Ranbir Kapoor’s comeback to the big screen, Shamshera, in a sense is a tale of two worlds. The first – of trust, and betrayal, while the second is of belief, vengeance and redemption. However, it is Sanjay Dutt as the crafty, menacing and heartless Darogah Shuddh Singh, who steals the show.
The Kapoor clan scion made a comeback to the big screen after almost a five-year hiatus with Yash Raj Films’ Shamshera. Expectations were high (it IS touted to be one of the more expensive Hindi films ever made), but does YRF
, who has been delivering a string of misses – deliver? And more importantly, does the doe-eyed hero of Hindi cinema make his presence felt?
Shamshera, in a sense is a tale of two worlds. The first – of trust, and betrayal, while the second is of belief, vengeance and redemption. Set in a fictive India of the British Raj, both tales are headlined by Ranbir Kapoor
. Shamshera is the leader of a once illustrious warrior clan reduced to plundering and dacoity during the Mughal era. A terror for the upper castes, they are deceived by the British army and enslaved in an impenetrable fortress, thanks to a turncoat and evil Darogah Shuddh Singh (Sanjay Dutt
). In an attempt to find freedom for his clan, Shamshera transgresses and is killed – branded a ‘bhagora’ by his pregnant wife.
Cut to two decades and a half later, the bhagora’s son is all grown up. Baali, a happy go lucky youth, aspires to be an officer in the same army that killed his father while still shackled to slavery. A twist of fate and some evil conniving later (oh! And romancing Vaani Kapoor
‘s Sona too), and Baali becomes a messiah, touted Shamshera, who, along with his band of merry men will leave no stones unturned to free his people from the hands of the Raj and the Darogah. What happens next you ask, well it is for you to find out, isn’t it?
Gist aside, this humble reviewer had some trepidation regarding YRF’s latest offing. Let’s be honest, Aditya Chopra’s production house has not been maintaining the best track record of late (Jayeshbhai Jordaar, Samrat Prithviraj to name a few). But with Shamshera they could finally have made some headway. Director Karan Malhotra has brought in a racy narrative (akin to a very popular Kannada cinema of recent times) that seems to be the flavour of the season. There is history, music, plot twists, a crown-theft and a narrative that is massy and intriguing.
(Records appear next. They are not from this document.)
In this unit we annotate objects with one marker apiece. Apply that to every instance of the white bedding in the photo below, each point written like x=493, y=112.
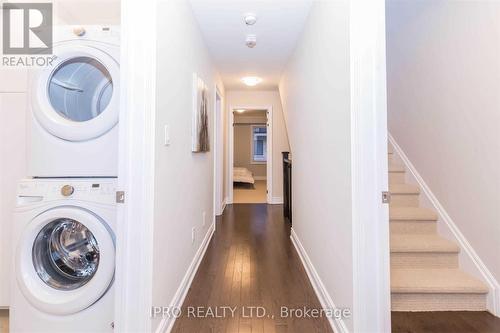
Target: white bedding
x=242, y=175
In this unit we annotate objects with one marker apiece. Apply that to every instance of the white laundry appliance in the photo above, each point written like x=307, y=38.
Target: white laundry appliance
x=64, y=256
x=74, y=106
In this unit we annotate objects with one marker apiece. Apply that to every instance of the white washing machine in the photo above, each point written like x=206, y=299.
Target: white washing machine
x=74, y=106
x=64, y=256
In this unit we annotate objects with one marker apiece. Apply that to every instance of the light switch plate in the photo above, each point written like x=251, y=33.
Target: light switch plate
x=167, y=135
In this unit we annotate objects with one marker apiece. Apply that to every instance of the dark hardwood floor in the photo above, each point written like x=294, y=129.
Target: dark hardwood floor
x=250, y=261
x=445, y=322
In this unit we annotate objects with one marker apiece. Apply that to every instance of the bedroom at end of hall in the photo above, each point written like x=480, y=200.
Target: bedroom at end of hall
x=250, y=156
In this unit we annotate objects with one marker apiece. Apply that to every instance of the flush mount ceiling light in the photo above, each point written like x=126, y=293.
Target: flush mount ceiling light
x=251, y=41
x=250, y=19
x=251, y=80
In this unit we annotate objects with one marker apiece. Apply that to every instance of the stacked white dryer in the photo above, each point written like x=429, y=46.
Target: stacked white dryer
x=64, y=229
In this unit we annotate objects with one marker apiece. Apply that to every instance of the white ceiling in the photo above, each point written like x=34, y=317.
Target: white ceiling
x=279, y=24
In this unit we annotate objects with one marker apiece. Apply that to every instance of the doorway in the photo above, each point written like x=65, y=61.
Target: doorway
x=218, y=153
x=250, y=155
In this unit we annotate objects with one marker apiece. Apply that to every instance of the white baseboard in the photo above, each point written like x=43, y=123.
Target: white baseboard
x=337, y=325
x=167, y=323
x=276, y=201
x=472, y=262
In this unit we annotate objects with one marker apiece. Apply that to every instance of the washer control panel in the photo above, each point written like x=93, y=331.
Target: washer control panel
x=92, y=190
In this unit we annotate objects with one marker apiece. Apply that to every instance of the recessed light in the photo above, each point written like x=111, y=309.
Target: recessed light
x=250, y=19
x=251, y=80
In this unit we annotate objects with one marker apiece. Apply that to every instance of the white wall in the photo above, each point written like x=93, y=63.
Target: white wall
x=181, y=194
x=315, y=89
x=248, y=98
x=443, y=63
x=243, y=141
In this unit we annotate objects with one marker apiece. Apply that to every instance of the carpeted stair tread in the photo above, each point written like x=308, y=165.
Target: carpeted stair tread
x=435, y=280
x=404, y=189
x=411, y=214
x=422, y=243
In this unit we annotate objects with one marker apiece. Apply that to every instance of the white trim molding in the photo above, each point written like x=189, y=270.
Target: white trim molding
x=326, y=301
x=369, y=169
x=230, y=149
x=168, y=322
x=277, y=201
x=469, y=259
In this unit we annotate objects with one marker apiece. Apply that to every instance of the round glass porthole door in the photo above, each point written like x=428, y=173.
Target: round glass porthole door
x=65, y=254
x=80, y=89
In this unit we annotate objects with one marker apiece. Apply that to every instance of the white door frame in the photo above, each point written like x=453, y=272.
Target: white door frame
x=269, y=149
x=218, y=152
x=370, y=220
x=134, y=234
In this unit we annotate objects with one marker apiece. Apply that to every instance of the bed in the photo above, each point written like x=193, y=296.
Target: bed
x=242, y=175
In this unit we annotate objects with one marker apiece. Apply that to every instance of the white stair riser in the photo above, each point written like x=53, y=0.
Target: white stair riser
x=413, y=227
x=438, y=302
x=424, y=260
x=404, y=200
x=396, y=177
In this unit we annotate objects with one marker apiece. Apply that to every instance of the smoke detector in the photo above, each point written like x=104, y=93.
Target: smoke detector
x=251, y=41
x=250, y=19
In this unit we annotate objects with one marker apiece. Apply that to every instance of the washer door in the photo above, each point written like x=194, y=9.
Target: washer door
x=76, y=99
x=65, y=260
And Ranbir Singh, in his foray back to the big screen, delivers. There is an ease and fluidity that Ranbir brings to his characters that was missing on the big screen in all the time that he stayed away. And it is refreshing. Be it Shamshera romancing the much-elder Iravati Harshe, or playing her son Baali a few scenes later, Ranbir takes on both mantles effortlessly. Here is an actor, who knows his craft. Vaani Kapoor, who wowed everyone with her act in Chandigarh Kare Aashiqui, could have been given a role with a bit more depth (We know she can deliver), but makes use of whatever chance she gets. Her chemistry with Ranbir is adorable, but her character lacks a definitive arc. However, if I am asked to single handedly pick an actor who steals the show, it has to be Sanjay Dutt as the crafty, menacing and heartless Darogah Shuddh Singh.
Sanjay Dutt has just matured like fine wine with age and brings about a spectacular act onscreen. The actor proves once again why he has survived in this industry for so long, at times taking away the focus from our hero, delivering a solid power-packed performance that will be remembered for years to come. Be it KGF: Chapter 2 or Shamshera, Sanjay Dutt bests being a baddie in both. Ranbir Kapoor and Sanjay Dutt prove to be the soul of this cinematic extravaganza by a mile.
Iravati Harshe, Ronit Roy, Saurabh Shukla, though pivotal to the plot development do not have much to offer.
What falters, however, are more technicalities. Could there have been a crisper editing? Yes. Could the VFX have been better? Yes. Could we have done away with a few song and dance sequence? A definitive yes. But having said all of that, this revenge drama set in the 1800s does succeed in making Ranbir Kapoor relevant once again, and gives YRF that much-needed shove in the right direction. But watch the movie for Sanjay Dutt. You will not be disappointed.